This query, on the other hand, finds only the <name> tags for each province in Canada:

   SELECT X.XML.EXTRACT('/demographics/region/country[name="Canada"]/state/name') FROM XML X WHERE X.ID=2;

This is the result:

   <name code="BC">British Columbia</name> <name code="NS">Nova Scotia</name> <name code="ON">Ontario</name> <name code="QB">Quebec</name> <name code="AB">Alberta</name>

This example uses the text() method to return only the text values within the tags, and excludes the tags:

   SELECT X.XML.EXTRACT(    '/demographics/region/country[name="Canada"]/state/name/text()') FROM XML X WHERE X.ID=2;

This is the result showing the names of Canadian provinces, excluding both the <name> tags and the code attributes:

   British ColumbiaNova ScotiaOntarioQuebecAlberta

This query finds the code attributes for each Canadian province:

   SELECT X.XML.EXTRACT(    '/demographics/region/country[name="Canada"]/state/name/@code') FROM XML X WHERE X.ID=2;

This is the result showing all Canadian provincial codes, as a single string:

   BCNSONQBAB

And this query finds the code for a single Canadian province (British Columbia):

   SELECT X.XML.EXTRACT( '/demographics/region/country[name="Canada"]/ state[name="British Columbia"]/name/@code') FROM XML X WHERE X.ID=2;

The result will be BC for British Columbia.

Also, where more than one attribute exists all can be retrieved using the * (asterisk wildcard) character:

   SELECT X.XML.EXTRACT('/demographics/region/country[name="Canada"]/@*') FROM XML X WHERE X.ID=2;

The result of the query is 125CA. 125 is the IDD value for Canada, and CA is the country code for Canada, as demonstrated by the following query:

   SELECT X.XML.EXTRACT('/demographics/region/country[name="Canada"]') FROM XML X WHERE X.ID=2;

This is a partial result, highlighting the ID and CODE attributes:

   <country id="125" code="CA">   <name>Canada</name>   <population>     <year year="1950" population_id="953" population="14011422">       <births_per_1000>27.08</births_per_1000>       <deaths_per_1000>9.04</deaths_per_1000>       <migrants_per_1000>0</migrants_per_1000>       <natural_increase_percent>1.804</natural_increase_percent>       <growth_rate>0</growth_rate>     </year>     <year year="1951" population_id="954" population="14330675"> ... </country>

You can also find child elements as if they were elements of a collection. The following finds the third province in the list of provinces in Canada:

   SELECT X.XML.EXTRACT('/demographics/region/country[name="Canada"]/state[3]') FROM XML X WHERE X.ID=2;

This is the result:

   <state id="3">   <name code="ON">Ontario</name>   <population>0</population> </state>

Similarly, collections can be accessed on multiple levels:

   SELECT X.XML.EXTRACT('/demographics/region[10]/country[3]/state[50]') FROM XML X WHERE X.ID=2;

In the demographics database for this book, the fiftieth state is New Jersey and not Hawaii as shown in this result for the preceding query:

   <state id="55">   <name code="NJ" nickname="Garden State">New Jersey</name>   <population>8115011</population> </state>

There are many other built-in XML-oriented functions and methods (attached to classes) available for use in Oracle Database. These are the most significant ones.

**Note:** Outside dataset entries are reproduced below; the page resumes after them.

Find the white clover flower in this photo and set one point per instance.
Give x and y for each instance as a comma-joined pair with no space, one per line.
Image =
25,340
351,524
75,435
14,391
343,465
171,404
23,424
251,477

The next thing to discover is how to change XML document content when stored in an Oracle database.

Changing and Removing XML Document Content

There are various methods of changing XML document content in Oracle Database, including some complex built-in functions. Without going into too much detail for Oracle Database (there are other databases to deal with in this book), the UPDATEXML function is the easiest method to use. The UPDATEXML function is not an XMLType method, and thus not presented in the XMLType data type section at the beginning of this chapter.

The UPDATEXML function changes and replaces the entire document. For a large XML document this is inefficient but it is very simple to demonstrate. The syntax is as follows:

   UPDATEXML(<XMLType-object>, <search-path>, 'replacement-string').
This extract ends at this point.